Results: Twenty-four families were identified with the MUC1 mutation. Of 186 family members undergoing MUC1 mutational analysis, the mutation was identified in 95 individuals, 91 individuals did not have the mutation, and111 individuals were identified as historically affected. Individuals with the MUC1 mutation suffered from chronic kidney failure with a widely variable age of onset of end stage kidney disease ranging from 16 to >80 years. Urinalyses revealed minimal protein and no blood. Ultrasounds of 35 individuals showed no medullary cysts. There were no clinical manifestations of the MUC1 mutation detected in the breasts, skin, respiratory system, or gastrointestinal tract.

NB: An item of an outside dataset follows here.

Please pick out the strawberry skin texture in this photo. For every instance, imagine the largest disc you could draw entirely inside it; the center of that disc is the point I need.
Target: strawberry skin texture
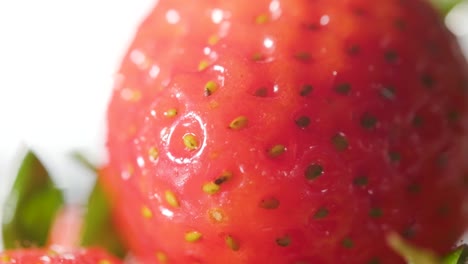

Conclusion: MUC1 mutation results in progressive chronic kidney failure with a bland urinary sediment. The age of onset of end stage kidney disease is highly variable, suggesting that gene-gene or gene-environment interactions contribute to phenotypic variability.

Figures

Figure 1.
Figure 1.
Age of onset of ESRD for individuals from families with the MUC1mutation. (This figure does not include family members who have not developed ESRD. One family has no members with ESRD and, thus, is not represented here.)
Figure 2.
Figure 2.
Representative pedigrees from families with the MUC1 mutation. Individuals with the MUC1 mutation are represented with black symbols. Historically affected individuals are denoted with dark gray symbols. Individuals with unknown status are shown with light gray symbols. Age of ESRD (years) is given below affected individuals. The proband for each family is indicated with an arrow. A–C show families with new mutations. The age (years) of death of individuals in generation I is given below the symbol. D shows a family with earlier onset of ESRD in succeeding generations.
Figure 3.
Figure 3.
Estimated GFR (eGFR) versus age for individuals in families with the MUC1mutation. This graph shows the highest available eGFR measurement for affected individuals and the lowest available eGFR measurement for unaffected individuals to determine overlap. Patients in whom only the age of ESRD is available are depicted with an eGFR value of 5 ml/min per 1.73 m2. There is considerable overlap between groups.
Figure 4.
Figure 4.
Decline in eGFR over time for individuals with more than 10 eGFR measurements. Decline was rapid when eGFR was <50 ml/min per 1.73 m2. The family to which each individual belongs is identified (family numbers correspond to Table 1).
Figure 5.
Figure 5.
Age of onset of ESRD for affected parents versus children. Parental age of ESRD is plotted versus the age of ESRD for the affected child. The line represents where parental age of ESRD would equal the child’s age of ESRD. Points that are above the line represent parental ESRD age being older than the child ESRD age. Points below the line represent parental ESRD age being lower than the child ESRD age.